BACKGROUND: While hospital performance in coronary artery bypass graft (CABG) surgery is reported widely, patients may find it difficult to learn about their hospital's performance in heart valve replacement. We sought to determine if a hospital's performance in CABG is correlated to its performance in heart valve replacement.
METHODS: We studied operative mortality after CABG, aortic valve replacement (AVR), and mitral valve replacement (MVR) using the 1994 to 1999 national Medicare database. After excluding any hospital that did not perform at least 50 CABGs and 20 valve replacements per year we examined the correlation between hospital mortality in CABG and hospital mortality in AVR and MVR using least-squares simple linear regression models. Operative mortality was adjusted for patient characteristics using logistic regression models.

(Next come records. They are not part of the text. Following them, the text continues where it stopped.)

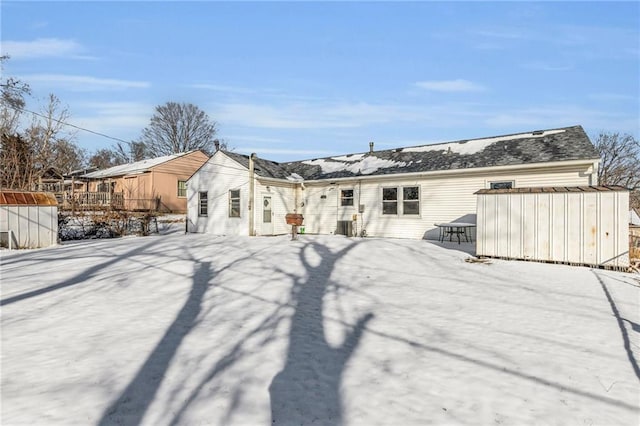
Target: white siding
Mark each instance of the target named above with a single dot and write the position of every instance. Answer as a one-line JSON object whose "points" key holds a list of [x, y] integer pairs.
{"points": [[443, 198], [282, 202], [573, 227], [32, 226], [217, 176]]}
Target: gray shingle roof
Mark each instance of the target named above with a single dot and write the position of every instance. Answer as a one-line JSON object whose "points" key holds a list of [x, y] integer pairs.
{"points": [[563, 144]]}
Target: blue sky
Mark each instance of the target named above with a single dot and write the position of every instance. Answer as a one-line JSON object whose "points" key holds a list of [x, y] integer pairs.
{"points": [[300, 80]]}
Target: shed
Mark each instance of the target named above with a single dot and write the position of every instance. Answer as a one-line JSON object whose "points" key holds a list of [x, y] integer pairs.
{"points": [[585, 225], [28, 219]]}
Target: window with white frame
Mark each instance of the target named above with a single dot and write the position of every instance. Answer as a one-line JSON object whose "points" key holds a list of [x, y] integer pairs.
{"points": [[508, 184], [346, 197], [182, 188], [203, 205], [234, 203], [408, 197], [389, 200]]}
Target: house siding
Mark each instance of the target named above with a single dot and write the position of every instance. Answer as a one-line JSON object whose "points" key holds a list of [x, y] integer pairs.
{"points": [[142, 189], [282, 202], [216, 177], [442, 199]]}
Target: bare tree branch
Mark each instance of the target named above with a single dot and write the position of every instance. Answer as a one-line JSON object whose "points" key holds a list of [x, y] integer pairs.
{"points": [[178, 127]]}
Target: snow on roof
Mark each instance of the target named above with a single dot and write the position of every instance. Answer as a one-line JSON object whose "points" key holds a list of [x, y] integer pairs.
{"points": [[295, 177], [365, 166], [133, 168], [349, 157], [474, 146]]}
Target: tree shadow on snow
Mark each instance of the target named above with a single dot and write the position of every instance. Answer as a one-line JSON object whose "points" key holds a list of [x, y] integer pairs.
{"points": [[133, 403], [78, 278], [307, 390]]}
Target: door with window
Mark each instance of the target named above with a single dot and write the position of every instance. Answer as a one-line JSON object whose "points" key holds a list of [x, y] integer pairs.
{"points": [[267, 215]]}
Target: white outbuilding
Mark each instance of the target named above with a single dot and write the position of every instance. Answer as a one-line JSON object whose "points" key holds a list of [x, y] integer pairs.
{"points": [[28, 219], [397, 193], [585, 225]]}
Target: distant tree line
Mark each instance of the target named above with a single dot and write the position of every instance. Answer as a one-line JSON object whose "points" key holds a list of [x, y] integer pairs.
{"points": [[620, 163], [33, 142]]}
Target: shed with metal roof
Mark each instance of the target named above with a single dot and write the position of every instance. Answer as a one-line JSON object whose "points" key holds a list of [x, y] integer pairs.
{"points": [[28, 219], [585, 225]]}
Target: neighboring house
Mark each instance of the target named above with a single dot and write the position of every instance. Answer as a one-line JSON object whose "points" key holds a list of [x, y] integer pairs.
{"points": [[399, 192], [153, 184]]}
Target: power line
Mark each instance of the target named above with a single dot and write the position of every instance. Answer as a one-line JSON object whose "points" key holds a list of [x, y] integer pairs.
{"points": [[68, 124]]}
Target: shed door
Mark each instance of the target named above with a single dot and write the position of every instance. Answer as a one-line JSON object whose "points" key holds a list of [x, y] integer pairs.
{"points": [[267, 216]]}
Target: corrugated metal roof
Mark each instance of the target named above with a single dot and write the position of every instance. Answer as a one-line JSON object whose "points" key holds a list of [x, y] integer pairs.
{"points": [[20, 198], [546, 189]]}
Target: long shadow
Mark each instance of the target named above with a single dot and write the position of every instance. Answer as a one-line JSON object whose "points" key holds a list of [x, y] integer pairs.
{"points": [[307, 390], [79, 278], [623, 329], [133, 403]]}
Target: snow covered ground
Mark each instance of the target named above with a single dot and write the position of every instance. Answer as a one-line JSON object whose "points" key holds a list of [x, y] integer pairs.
{"points": [[197, 329]]}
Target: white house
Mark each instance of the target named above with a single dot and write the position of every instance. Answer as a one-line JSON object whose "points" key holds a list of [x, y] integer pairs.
{"points": [[399, 192]]}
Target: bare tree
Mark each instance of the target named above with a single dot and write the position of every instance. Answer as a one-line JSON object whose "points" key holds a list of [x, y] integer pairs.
{"points": [[620, 163], [16, 163], [46, 130], [12, 102], [178, 127]]}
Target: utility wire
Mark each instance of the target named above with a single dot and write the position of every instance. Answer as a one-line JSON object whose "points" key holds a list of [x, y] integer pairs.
{"points": [[67, 124]]}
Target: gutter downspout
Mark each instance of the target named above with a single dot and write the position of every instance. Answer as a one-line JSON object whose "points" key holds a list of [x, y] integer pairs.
{"points": [[251, 195]]}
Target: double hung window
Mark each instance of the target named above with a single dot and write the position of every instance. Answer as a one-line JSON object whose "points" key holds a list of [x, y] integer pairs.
{"points": [[401, 200]]}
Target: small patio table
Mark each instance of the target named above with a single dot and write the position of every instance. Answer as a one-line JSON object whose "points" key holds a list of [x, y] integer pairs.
{"points": [[459, 229]]}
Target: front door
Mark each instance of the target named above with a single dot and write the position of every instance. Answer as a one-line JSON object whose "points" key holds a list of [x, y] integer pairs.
{"points": [[267, 216]]}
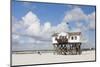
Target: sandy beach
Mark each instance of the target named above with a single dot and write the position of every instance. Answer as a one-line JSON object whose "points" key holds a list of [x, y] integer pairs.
{"points": [[26, 59]]}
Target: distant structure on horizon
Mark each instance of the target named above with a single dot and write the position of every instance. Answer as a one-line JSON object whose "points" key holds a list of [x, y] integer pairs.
{"points": [[67, 43]]}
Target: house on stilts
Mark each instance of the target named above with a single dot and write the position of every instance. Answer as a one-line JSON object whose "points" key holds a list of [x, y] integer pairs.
{"points": [[67, 43]]}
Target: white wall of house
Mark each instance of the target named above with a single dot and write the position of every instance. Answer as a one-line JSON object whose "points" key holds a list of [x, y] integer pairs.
{"points": [[76, 38]]}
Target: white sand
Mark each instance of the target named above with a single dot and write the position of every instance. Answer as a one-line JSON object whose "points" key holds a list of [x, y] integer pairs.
{"points": [[24, 59]]}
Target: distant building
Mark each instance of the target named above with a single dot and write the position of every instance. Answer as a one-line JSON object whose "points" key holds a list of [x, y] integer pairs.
{"points": [[67, 42]]}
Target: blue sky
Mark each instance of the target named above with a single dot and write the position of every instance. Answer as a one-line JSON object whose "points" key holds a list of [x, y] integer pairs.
{"points": [[55, 14]]}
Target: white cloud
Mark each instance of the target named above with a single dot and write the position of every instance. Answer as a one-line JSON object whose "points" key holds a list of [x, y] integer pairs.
{"points": [[92, 20], [75, 14]]}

RESULTS: A total of 684 hospitals performed 817,606 isolated CABGs, 142,488 AVRs (54% with concomitant CABG), and 61,252 MVRs (45% with concomitant CABG). Hospital mortality rates with AVR ranged from 6.0% to 13.0% between hospitals in the lowest and highest, respectively, 10th percentile of CABG performance. Similarly hospital mortality rates with MVR ranged from 10.1% to 20.5% in the lowest and highest respectively, 10th percentile of CABG performance. Adjusted mortality rates for both AVR and MVR were closely correlated with isolated CABG mortality rates (correlation coefficients 0.592 and 0.538, respectively; p = 0.001 for both correlations). In stratified analyses these correlations persisted regardless of whether valve replacement was performed with or without concomitant CABG or whether valve replacement was performed in a high- or low-volume hospital.
CONCLUSIONS: Hospital mortality rates with CABG are closely correlated with mortality rates with valve replacement. These findings suggest that shared processes and systems of care are important determinants of performance in cardiac surgery.